Japanese Zen Buddhist master

Sōen Nakagawa (中川 宋淵, Nakagawa Sōen) was a Japanese rōshi and Zen Buddhist master in the Rinzai tradition. An enigmatic figure, Nakagawa had a major impact on Zen as it was practiced in the 20th century, both in Japan and abroad.

==Early life==

Soen Nakagawa was born as Motoi Nakagawa on March 19, 1907, in Keelung, Taiwan as the eldest of three boys: Matoi, Tamotsu and Sonow. His father, Suketaro Nakagawa, was an army medical officer and his mother's name was Kazuko. His family moved shortly after to Iwakuni, and then finally to Hiroshima. In 1917, at age 12, Nakagawa's father died, leaving his mother Kazuko a young widow. Soen's younger brother, Tamotsu, died soon after in his early childhood. His mother was forced to work to make ends meet and educate her young children herself. It was an unforgiving childhood for Soen. But Soen was much more interested in the arts, where at a young age he displayed a gift for poetry.

==Education==

In 1923, Soen (still Matoi) entered high school and became a boarder at the First Academy in Tokyo. Soen's childhood friend, Yamada Koun, enrolled on the same day as him. The two became roommates there and remained lifelong friends.

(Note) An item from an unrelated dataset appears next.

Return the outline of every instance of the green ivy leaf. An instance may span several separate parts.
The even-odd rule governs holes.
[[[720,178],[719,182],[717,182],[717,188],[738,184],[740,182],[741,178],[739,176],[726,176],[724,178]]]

Rather than carry on the samurai tradition of his father, Soen pondered a more spiritual occupation. Koun recalled one occasion when Soen talked about how he was sitting zazen atop a platform on the balancing bars in the playground resulting in a "natural self-realisation". Koun found this rather odd. Soen would write later, as a monk, that his high school years were spent in search of a meaning in life. At the school library, Soen read a passage on impermanence and deluded approaches towards happiness by Schopenhauer, which provided him with a sense of clarity. Soen also found great clarity in the passages of Orategama by Hakuin. He gave a copy to Yamada Koun, beginning his own interest in Zen afterwards.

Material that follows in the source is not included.